A lo largo de mi vida he tenido la oportunidad de conocer cuatro velocidades en el amor: dos de oídas, una de tacto y otra de gusto. Gracias a ello he comprendido cuán diferentes son las épocas y qué relativo todo lo que sentimos: por mi abuela supe de aquellas relaciones amorosas de largo protocolo, de miradas discretas en la iglesia, de pañuelos bordados que aromatizaban el viento y de citas furtivas por la noche ante balcones protegidos por barrotes de hierro. Porque, según he averiguado, hubo un tiempo en que los amantes, impedidos siquiera de darse un apretón de manos, se dedicaban a estrujar contra el pecho las más tórridas y aromáticas epístolas de amor.
Y por mi madre supe de los días de ronda, de las noches que acababan temprano en las pistas de baile, de las tardes de suspiros anémicos que los chaperones echaban a perder, pues, al menos en su caso así ocurrió. Quienes habían de ser mis padres salían escoltados por un niño que al cabo de los años sería mi tío, pero que entonces era un mocoso insobornable.
También guardo la memoria de mis primeros tiempos, de la lenta, lentísima, semana reglamentaria que debía aguardar para que se coronaran mis propósitos, de aquella semana “para conocernos mejor”, “para tratarnos un poco”... eran trámites expeditos, pero no instantáneos.

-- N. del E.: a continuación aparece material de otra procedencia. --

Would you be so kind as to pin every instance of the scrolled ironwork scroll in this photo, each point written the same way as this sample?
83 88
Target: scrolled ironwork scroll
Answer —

Luego -y también han sido mis tiempos, pues los he disfrutado- se impuso tal violencia en los arrebatos amorosos que el primer beso interrumpía la frase “mucho gusto”, y la primera caricia se apoderaba de las manos antes que el saludo y, sin haber siquiera oído el nombre del otro, uno ya estaba encaramado, metido en un cuarto, sobre la losa de un panteón, en el último sótano de un estacionamiento público o, para no ir más lejos, en el rincón oscuro de un antro.
Sé que ninguna de estas velocidades ha suprimido a las otras y que, de alguna manera, todas coexisten como coexisten los distintos modos de producción o las modas. Lo que no sé o no estoy seguro es si en todas las velocidades descritas hay amor, pues, por lo menos en la más veloz, es raro que ese arrebato intempestivo pueda llamarse amor o, al menos no del tipo del que lo ciega a uno y lo hace perder la cabeza por unos meses o por unos días; el impulso sí es irrefrenable, pero hasta donde documenta la experiencia no cambia la coloratura del mundo ni mejora el Sol, quiero decir, que el Sol no se endominga con destellos de lujo y, al parecer, uno no vuelve ni a acordarse.